Prominent Zimbabwean author Tsitsi Dangrembga has been given a suspended prison sentence after being found guilty of inciting violence by peacefully protesting for political reform.

Dangrembga and co-accused Julie Barnes were convicted in the Harare Magistrate’s Court on Thursday of participating in a public gathering with intent to incite public violence. The pair were also fined 70,000 Zimbabwe dollars (£200) each.

Both received a six-month jail sentence suspended for the next five years on condition that they do not commit the same offence.

In July 2020, Dangrembga was arrested for holding a placard reading “We want better”. Reform our institutions during peaceful protests. Human rights organizations including Amnesty and the writers’ union PEN International called for the charges to be dropped.

Pen quickly condemned the punishment Thursday and called on Zimbabwean authorities to “uphold their human rights obligations and refrain from persecuting dissenting voices”.

The magistrate, Barbara Mateko, said the state had proved that the two had demonstrated with the intention of inciting violence.

Laureate Dangrembga protested the court’s decision and said she would appeal to the High Court.

“We are in a situation where media freedom is not promoted and I and Julie, my co-accused, who want to promote media freedom, have been found to have committed a crime,” said Dangrembaga, who was shortlisted for the Booker Prize. in 2020, told reporters outside court.

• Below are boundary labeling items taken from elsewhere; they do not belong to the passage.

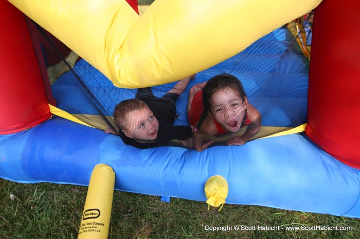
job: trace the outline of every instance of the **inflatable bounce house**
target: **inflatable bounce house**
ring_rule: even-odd
[[[206,201],[221,175],[227,203],[360,217],[358,1],[156,0],[141,16],[128,2],[0,1],[0,177],[88,185],[104,164],[117,190]],[[103,131],[137,88],[196,73],[176,102],[188,125],[190,88],[225,73],[275,136],[198,152]]]

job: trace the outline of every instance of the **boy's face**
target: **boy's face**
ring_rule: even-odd
[[[157,137],[159,122],[148,106],[130,112],[127,122],[127,129],[122,130],[127,136],[140,143],[142,141],[152,141]]]
[[[228,131],[237,132],[240,128],[247,105],[243,102],[239,91],[225,88],[214,93],[210,98],[211,115]]]

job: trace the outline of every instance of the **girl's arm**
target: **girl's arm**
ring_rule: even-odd
[[[226,145],[242,145],[255,135],[261,127],[261,115],[253,106],[249,104],[248,116],[251,122],[242,135],[233,137],[226,142]]]

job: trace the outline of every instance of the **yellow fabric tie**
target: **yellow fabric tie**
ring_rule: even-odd
[[[220,211],[225,203],[225,198],[229,192],[227,182],[223,176],[219,175],[212,176],[209,178],[205,183],[205,196],[208,204],[208,210],[210,205],[218,207],[221,205],[219,209]]]

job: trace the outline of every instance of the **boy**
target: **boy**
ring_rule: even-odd
[[[194,75],[179,81],[161,98],[155,96],[151,88],[148,87],[139,89],[135,99],[118,104],[114,120],[122,141],[136,148],[147,149],[165,146],[172,140],[186,141],[191,138],[193,127],[172,124],[176,116],[175,102]]]

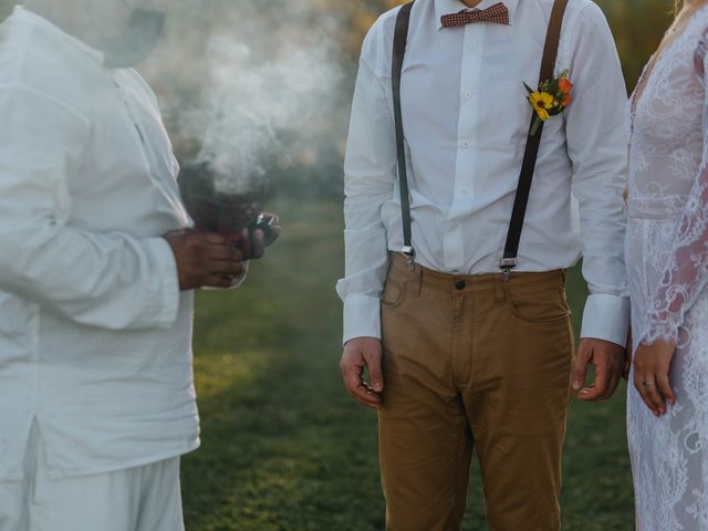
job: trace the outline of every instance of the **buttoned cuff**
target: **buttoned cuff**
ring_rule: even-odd
[[[344,299],[344,343],[356,337],[381,339],[381,300],[350,295]]]
[[[171,327],[179,312],[179,273],[175,253],[165,238],[144,240],[150,261],[157,269],[162,285],[156,293],[154,325],[162,329]]]
[[[604,340],[622,347],[629,334],[629,299],[598,293],[590,295],[583,314],[582,339]]]

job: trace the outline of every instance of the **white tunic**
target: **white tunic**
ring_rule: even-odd
[[[485,0],[485,9],[499,0]],[[418,261],[449,273],[499,271],[552,0],[503,0],[511,25],[442,28],[459,0],[418,0],[403,69],[403,121]],[[387,250],[403,247],[391,56],[397,10],[368,33],[345,163],[344,339],[378,336]],[[622,242],[626,90],[602,11],[571,0],[556,73],[575,101],[546,122],[519,249],[519,271],[569,268],[584,257],[591,296],[583,336],[624,345],[628,326]],[[580,207],[580,208],[579,208]]]
[[[160,235],[189,218],[155,96],[28,10],[0,28],[0,479],[34,419],[54,477],[187,452],[192,293]]]

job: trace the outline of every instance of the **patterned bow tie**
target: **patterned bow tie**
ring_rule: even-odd
[[[465,9],[459,13],[444,14],[440,20],[442,28],[459,28],[476,22],[509,25],[509,10],[503,3],[499,2],[483,10]]]

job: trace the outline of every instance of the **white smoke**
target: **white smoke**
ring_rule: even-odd
[[[148,64],[148,79],[169,77],[168,92],[176,96],[167,94],[167,119],[200,145],[194,162],[211,166],[217,190],[244,192],[273,167],[306,158],[309,143],[331,135],[326,121],[343,81],[334,22],[319,20],[309,0],[194,7],[191,15],[201,21],[187,28],[189,35],[183,30],[171,37]],[[204,42],[195,45],[198,39]],[[160,61],[175,58],[179,64],[166,76]],[[196,86],[198,97],[186,97],[175,84]]]

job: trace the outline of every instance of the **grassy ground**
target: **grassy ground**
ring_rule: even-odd
[[[350,400],[337,371],[340,206],[303,201],[283,221],[282,241],[247,285],[198,296],[204,442],[184,460],[188,531],[384,525],[376,419]],[[577,275],[571,294],[579,315]],[[564,476],[565,530],[633,528],[624,388],[608,403],[574,405]],[[464,529],[487,529],[475,471]]]

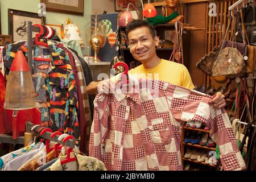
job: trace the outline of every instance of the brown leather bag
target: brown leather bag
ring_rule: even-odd
[[[232,20],[234,23],[234,18],[230,18],[224,40],[226,39]],[[233,40],[234,37],[234,30],[231,30],[231,37],[233,38]],[[222,75],[233,76],[245,72],[245,64],[243,57],[237,48],[233,47],[234,42],[234,41],[232,42],[232,47],[227,47],[222,49],[224,41],[223,42],[218,57],[213,63],[213,76]],[[234,43],[236,44],[235,42]]]

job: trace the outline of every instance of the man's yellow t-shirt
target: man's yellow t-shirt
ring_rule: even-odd
[[[195,88],[189,73],[184,65],[164,59],[154,68],[145,69],[142,64],[130,69],[128,73],[136,77],[162,80],[190,89]]]

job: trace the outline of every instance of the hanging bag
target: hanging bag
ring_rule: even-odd
[[[224,40],[226,39],[232,20],[234,23],[234,18],[230,18]],[[233,39],[232,47],[227,47],[222,49],[224,44],[224,41],[223,42],[218,57],[213,63],[213,76],[222,75],[234,76],[245,72],[243,57],[237,48],[234,47],[235,38],[233,31],[234,30],[232,30],[230,39],[231,38]],[[235,45],[236,46],[236,44]]]
[[[110,68],[113,69],[114,65],[119,62],[125,63],[125,59],[123,58],[123,50],[120,48],[120,42],[119,41],[120,36],[120,28],[118,27],[117,30],[117,39],[115,43],[115,51],[114,51],[114,55],[111,60]],[[114,74],[122,73],[125,71],[125,68],[122,66],[118,66],[116,69],[114,69]]]

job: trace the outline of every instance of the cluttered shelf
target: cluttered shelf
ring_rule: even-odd
[[[210,131],[209,131],[209,130],[203,130],[203,129],[193,129],[192,127],[185,127],[185,126],[183,126],[183,128],[185,130],[194,130],[194,131],[201,131],[201,132],[205,132],[205,133],[210,133]]]
[[[172,50],[174,49],[174,48],[168,48],[168,48],[167,47],[164,47],[164,48],[156,48],[156,49],[157,51],[172,51]],[[129,51],[130,48],[126,48],[122,49],[122,50],[123,50],[123,51]]]
[[[216,150],[216,148],[208,147],[206,147],[206,146],[200,146],[199,144],[192,144],[192,143],[190,143],[183,142],[183,144],[187,145],[187,146],[192,146],[192,147],[197,147],[197,148],[204,148],[204,149],[210,150],[214,150],[214,151]]]
[[[216,165],[215,165],[215,164],[207,164],[205,162],[198,162],[197,160],[192,160],[192,159],[186,159],[185,158],[183,158],[183,159],[184,160],[187,160],[187,161],[191,162],[192,163],[197,163],[197,164],[204,164],[204,165],[211,166],[211,167],[216,167]]]

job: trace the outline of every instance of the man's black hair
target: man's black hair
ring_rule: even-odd
[[[131,31],[134,30],[135,28],[140,28],[142,27],[146,27],[148,28],[150,31],[150,33],[153,37],[153,39],[155,38],[156,36],[155,30],[153,26],[150,23],[148,23],[145,20],[141,20],[133,19],[131,22],[129,22],[126,25],[126,28],[125,28],[125,31],[126,32],[126,35],[128,36],[129,32]]]

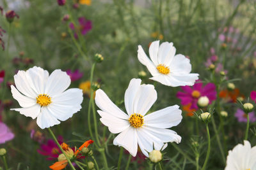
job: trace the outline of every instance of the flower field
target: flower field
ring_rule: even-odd
[[[256,170],[253,0],[3,0],[0,170]]]

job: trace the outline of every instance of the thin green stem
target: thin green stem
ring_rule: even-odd
[[[244,140],[247,140],[248,139],[248,134],[249,132],[249,114],[247,113],[247,124],[246,124],[246,130],[245,131],[245,137],[244,137]]]
[[[117,170],[120,170],[121,166],[122,157],[123,156],[124,148],[120,147],[120,152],[119,153],[118,163],[117,164]]]
[[[207,132],[207,141],[208,141],[208,147],[207,152],[206,153],[206,158],[204,160],[204,166],[202,169],[204,170],[206,168],[206,166],[207,165],[208,159],[210,156],[211,152],[211,137],[210,137],[210,132],[209,131],[208,124],[206,124],[206,131]]]
[[[96,169],[97,169],[97,170],[99,170],[99,166],[98,166],[98,164],[97,163],[97,161],[96,161],[95,158],[93,156],[92,156],[92,159],[93,160],[94,163],[95,163],[95,166],[96,166]]]
[[[130,165],[131,159],[132,159],[132,155],[129,154],[129,158],[128,158],[128,161],[127,161],[127,163],[126,164],[126,166],[125,166],[125,170],[128,170],[129,166]]]
[[[73,166],[70,160],[68,159],[68,157],[67,156],[66,153],[65,153],[64,150],[62,149],[61,146],[60,146],[59,142],[58,141],[57,139],[55,137],[55,135],[53,134],[52,130],[51,130],[50,127],[48,128],[48,131],[50,132],[51,135],[52,136],[53,139],[54,140],[55,143],[57,144],[58,146],[60,149],[60,150],[62,152],[62,153],[64,154],[65,157],[66,157],[67,160],[68,162],[69,165],[71,167],[71,169],[73,170],[76,170],[75,167]]]
[[[158,162],[158,167],[159,168],[160,170],[162,170],[162,166],[161,166],[160,162]]]

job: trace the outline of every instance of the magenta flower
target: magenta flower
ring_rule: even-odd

“This means space for freedom of expression is shrinking and criminalization is increasing. However, we plan to appeal this sentence.”

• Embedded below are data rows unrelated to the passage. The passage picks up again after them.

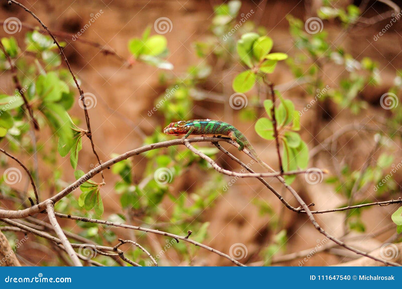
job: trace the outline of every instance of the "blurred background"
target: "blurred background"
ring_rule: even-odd
[[[387,178],[381,190],[375,189],[393,168],[399,168],[402,160],[400,107],[397,104],[384,109],[381,103],[385,93],[399,95],[401,85],[398,69],[402,63],[402,24],[396,12],[400,12],[402,2],[390,1],[390,5],[386,2],[244,0],[228,20],[218,8],[226,7],[222,5],[228,2],[216,0],[21,3],[65,42],[64,51],[81,87],[91,94],[86,96],[90,106],[88,112],[95,148],[102,162],[144,143],[180,137],[162,134],[163,128],[171,121],[208,118],[233,124],[265,162],[278,169],[275,142],[260,137],[254,128],[258,119],[267,116],[263,102],[269,97],[268,91],[256,85],[236,103],[231,98],[235,92],[232,81],[245,69],[237,54],[236,41],[252,31],[270,37],[271,52],[285,53],[289,57],[278,62],[269,79],[284,98],[292,101],[296,110],[306,109],[300,114],[298,132],[309,148],[308,167],[330,172],[316,176],[316,182],[306,182],[304,175],[299,175],[292,184],[306,203],[314,203],[312,210],[320,210],[401,196],[399,172]],[[23,24],[21,31],[12,36],[24,51],[26,34],[38,22],[16,5],[9,6],[5,1],[0,5],[3,21],[14,17]],[[310,33],[309,29],[314,27],[309,28],[305,24],[312,18],[319,20],[315,20],[318,31]],[[233,35],[228,35],[239,24]],[[133,39],[144,37],[144,31],[151,37],[163,35],[167,40],[167,50],[157,61],[136,56],[133,51]],[[4,33],[2,36],[9,35]],[[27,57],[28,63],[34,63],[33,58]],[[66,68],[62,61],[60,65]],[[23,77],[25,71],[20,69]],[[9,73],[2,74],[0,87],[5,93],[13,93]],[[69,113],[75,123],[85,127],[76,89],[72,86],[70,90],[74,101]],[[312,99],[316,100],[312,103]],[[51,129],[42,126],[35,133],[40,148],[35,178],[43,200],[75,179],[68,156],[58,155],[57,139],[47,142]],[[99,162],[89,139],[82,139],[76,169],[86,172]],[[10,149],[33,168],[31,151],[14,150],[4,141],[4,146],[11,146]],[[222,145],[245,164],[250,162],[235,148],[225,143]],[[224,168],[241,171],[239,165],[210,143],[198,146]],[[183,236],[190,230],[193,232],[191,238],[248,265],[326,266],[358,258],[334,246],[305,214],[287,209],[258,180],[234,181],[181,146],[136,156],[104,171],[106,184],[100,189],[105,211],[101,218]],[[2,161],[5,169],[12,160],[2,156]],[[251,167],[264,171],[258,164]],[[163,179],[158,181],[160,176],[155,177],[155,172],[161,168],[168,170],[162,172]],[[99,175],[94,179],[102,181]],[[267,181],[292,206],[299,206],[277,180]],[[31,194],[27,184],[24,181],[13,186]],[[79,208],[78,191],[60,202],[56,210],[93,214]],[[18,207],[11,201],[1,200],[3,207]],[[400,239],[391,217],[398,206],[375,206],[315,216],[329,233],[371,252]],[[137,240],[159,256],[160,265],[232,265],[184,242],[166,248],[170,239],[151,234],[70,220],[60,222],[64,228],[100,243],[114,245],[117,237]],[[14,233],[6,233],[9,239],[15,239],[10,234]],[[60,264],[51,249],[43,247],[45,241],[29,241],[16,251],[24,260],[22,265]],[[136,253],[135,247],[123,247],[131,257],[145,260],[146,265],[146,256]],[[295,252],[299,254],[289,255]],[[117,265],[105,256],[95,258],[105,265]]]

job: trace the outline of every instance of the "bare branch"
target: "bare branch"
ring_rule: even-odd
[[[71,247],[71,244],[70,243],[70,241],[68,240],[67,237],[66,236],[66,235],[64,234],[64,233],[63,232],[62,227],[60,226],[60,225],[57,222],[57,220],[56,219],[56,216],[54,215],[54,204],[51,201],[48,201],[47,208],[47,215],[49,216],[49,220],[50,221],[50,223],[51,224],[53,228],[54,228],[54,231],[56,232],[56,234],[57,234],[59,238],[60,238],[63,245],[64,246],[66,251],[70,257],[70,259],[72,261],[74,265],[77,266],[82,266],[82,264],[80,262],[78,257],[76,255],[75,251],[73,249],[73,247]]]
[[[135,245],[137,247],[138,247],[140,249],[144,251],[144,252],[145,253],[145,254],[148,255],[148,256],[150,257],[150,259],[151,259],[151,261],[152,261],[152,263],[154,263],[154,264],[156,266],[158,266],[158,263],[156,263],[156,260],[155,260],[154,258],[152,257],[152,255],[150,254],[149,252],[148,252],[145,249],[145,248],[143,247],[142,246],[140,245],[137,242],[134,242],[134,241],[132,241],[131,240],[123,240],[123,239],[120,239],[120,238],[118,239],[118,240],[119,241],[120,241],[120,243],[119,244],[118,244],[117,245],[113,247],[113,249],[117,250],[118,248],[119,248],[120,246],[121,246],[121,245],[123,245],[123,244],[125,244],[126,243],[130,243],[131,244]]]
[[[23,164],[19,160],[14,156],[9,154],[2,148],[0,148],[0,151],[18,163],[20,166],[22,166],[24,170],[27,172],[28,176],[29,177],[29,180],[31,180],[31,184],[32,185],[32,188],[33,189],[34,194],[35,194],[35,200],[36,201],[36,204],[39,204],[39,197],[38,196],[38,192],[36,190],[36,186],[35,186],[35,182],[33,181],[33,178],[32,178],[32,175],[31,174],[31,172],[29,172],[29,170],[28,169],[28,168],[27,168],[27,167],[24,165],[24,164]]]

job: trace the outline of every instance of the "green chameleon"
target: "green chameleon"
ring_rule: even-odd
[[[270,171],[273,170],[258,157],[255,150],[244,135],[238,129],[227,123],[212,119],[193,119],[171,123],[165,127],[163,132],[172,135],[185,134],[186,139],[191,134],[199,135],[225,135],[239,144],[238,150],[245,148],[254,158],[254,160]]]

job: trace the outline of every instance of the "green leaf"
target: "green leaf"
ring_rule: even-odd
[[[300,144],[302,138],[297,132],[287,131],[285,133],[285,137],[286,139],[287,145],[289,148],[296,148]]]
[[[84,200],[84,208],[87,211],[92,210],[98,203],[98,188],[91,190],[85,195]]]
[[[157,56],[166,50],[168,41],[163,35],[151,36],[144,44],[142,54]]]
[[[70,91],[67,84],[61,80],[54,71],[50,71],[45,75],[41,75],[36,81],[38,94],[45,102],[60,100],[63,93]]]
[[[254,126],[256,132],[263,138],[274,139],[273,126],[271,120],[266,117],[261,117],[257,121]]]
[[[95,212],[98,216],[102,216],[103,214],[103,202],[102,201],[102,197],[99,190],[96,194],[96,203],[95,205]]]
[[[1,42],[4,50],[11,58],[15,58],[18,56],[18,44],[17,40],[13,37],[10,38],[4,37],[1,38]]]
[[[295,110],[293,112],[293,123],[292,124],[292,130],[296,131],[300,130],[300,116],[299,114],[299,112]]]
[[[396,232],[398,234],[402,233],[402,225],[398,225],[396,226]]]
[[[138,38],[133,38],[128,42],[128,50],[135,57],[138,57],[142,52],[144,43]]]
[[[301,169],[305,169],[308,165],[308,148],[306,143],[302,140],[299,146],[296,149],[296,162],[297,166]]]
[[[402,225],[402,207],[395,211],[392,216],[391,218],[392,219],[392,221],[398,226]]]
[[[277,63],[276,60],[266,60],[260,66],[259,70],[265,73],[272,73],[275,70]]]
[[[241,61],[250,68],[251,68],[252,67],[252,61],[251,60],[251,56],[250,55],[250,51],[247,51],[241,40],[237,42],[236,49]]]
[[[250,70],[243,71],[233,80],[232,86],[236,92],[247,92],[255,83],[255,75]]]
[[[13,109],[24,104],[24,100],[19,94],[14,96],[0,94],[0,110]]]
[[[261,60],[269,53],[272,49],[273,42],[267,36],[261,36],[253,44],[252,52],[254,56],[258,60]]]
[[[1,111],[0,115],[0,127],[5,129],[6,131],[11,128],[14,125],[14,120],[12,116],[8,111]]]
[[[265,99],[264,101],[264,107],[265,109],[267,114],[270,117],[271,117],[271,109],[272,109],[272,101],[271,99]]]
[[[274,53],[270,53],[268,55],[266,55],[265,58],[266,59],[276,60],[277,61],[285,60],[287,58],[287,55],[281,52],[276,52]]]
[[[75,141],[73,144],[71,150],[70,151],[70,163],[71,166],[74,170],[77,168],[78,162],[78,153],[82,148],[82,135],[76,135],[74,139]]]

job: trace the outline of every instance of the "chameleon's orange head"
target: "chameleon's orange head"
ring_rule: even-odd
[[[186,122],[183,121],[172,122],[163,129],[163,132],[172,135],[180,135],[185,134],[190,129],[190,126],[185,126]]]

She said freedom of expression is under attack in Zimbabwe.

“Our role as citizens is being changed to that of a subject rather than an active citizen. And as far as I know we are not a monarchy,” Dangrembga said.

The 63-year-old’s first novel, Nervous Condition, won the African category of the Commonwealth Writers’ Prize in 1989. In 2020, her book This Mornable Body was nominated for the Booker Prize.

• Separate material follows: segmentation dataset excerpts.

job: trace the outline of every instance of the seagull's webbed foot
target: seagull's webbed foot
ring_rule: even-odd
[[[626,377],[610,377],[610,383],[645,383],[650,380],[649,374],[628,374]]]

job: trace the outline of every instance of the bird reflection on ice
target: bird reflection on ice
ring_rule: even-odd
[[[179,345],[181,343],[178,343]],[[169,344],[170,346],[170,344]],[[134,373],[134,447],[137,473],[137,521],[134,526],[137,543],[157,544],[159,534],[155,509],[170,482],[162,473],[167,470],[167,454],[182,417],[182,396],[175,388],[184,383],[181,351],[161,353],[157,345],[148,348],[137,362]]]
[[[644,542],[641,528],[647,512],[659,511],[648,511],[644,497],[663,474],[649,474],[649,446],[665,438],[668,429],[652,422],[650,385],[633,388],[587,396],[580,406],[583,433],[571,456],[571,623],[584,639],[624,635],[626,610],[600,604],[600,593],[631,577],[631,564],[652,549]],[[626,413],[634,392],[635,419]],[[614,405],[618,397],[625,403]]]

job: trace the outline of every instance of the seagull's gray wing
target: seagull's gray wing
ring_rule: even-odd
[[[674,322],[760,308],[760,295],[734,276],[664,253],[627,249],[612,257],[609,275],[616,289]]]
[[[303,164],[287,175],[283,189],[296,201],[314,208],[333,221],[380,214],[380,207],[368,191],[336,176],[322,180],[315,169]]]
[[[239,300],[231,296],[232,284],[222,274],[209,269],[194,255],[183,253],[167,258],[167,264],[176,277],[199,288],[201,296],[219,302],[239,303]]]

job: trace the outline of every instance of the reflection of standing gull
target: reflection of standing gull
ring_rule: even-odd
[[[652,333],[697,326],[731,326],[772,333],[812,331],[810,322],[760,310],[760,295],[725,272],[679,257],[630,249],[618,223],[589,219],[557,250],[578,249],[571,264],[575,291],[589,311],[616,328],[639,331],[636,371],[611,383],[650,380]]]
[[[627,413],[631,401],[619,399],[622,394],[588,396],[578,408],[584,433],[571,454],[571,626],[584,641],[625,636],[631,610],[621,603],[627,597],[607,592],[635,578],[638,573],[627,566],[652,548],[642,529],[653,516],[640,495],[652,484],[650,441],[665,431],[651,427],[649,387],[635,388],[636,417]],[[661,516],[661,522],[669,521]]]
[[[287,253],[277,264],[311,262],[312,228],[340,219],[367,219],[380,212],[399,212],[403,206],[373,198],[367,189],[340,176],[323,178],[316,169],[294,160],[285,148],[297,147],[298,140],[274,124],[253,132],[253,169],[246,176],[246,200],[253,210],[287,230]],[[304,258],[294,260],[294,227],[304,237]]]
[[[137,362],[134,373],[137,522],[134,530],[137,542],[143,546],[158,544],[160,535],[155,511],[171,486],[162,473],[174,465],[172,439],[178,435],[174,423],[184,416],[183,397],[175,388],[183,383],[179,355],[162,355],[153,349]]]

Dangrembga’s arrest came amid a crackdown by security agencies on human rights campaigners, which included the arrest of investigative journalist Hopewell Chinono.

on Twitter, Chinono He described the decision against Dangrembaga as “one of the biggest mistakes ever made [president Emmerson] Mnangagwa’s oppressive regime, they don’t care, but they will regret it. It has thrown a massive global spotlight on Zimbabwe, which Zimbabwe needs.”

Dangarembaga is a fierce critic of President Emmerson Mnangagwa’s government, which has been accused of corruption and human rights abuses.

As Zimbabwe faces a crucial presidential election next year, there are growing fears that freedom of expression could be clamped down on.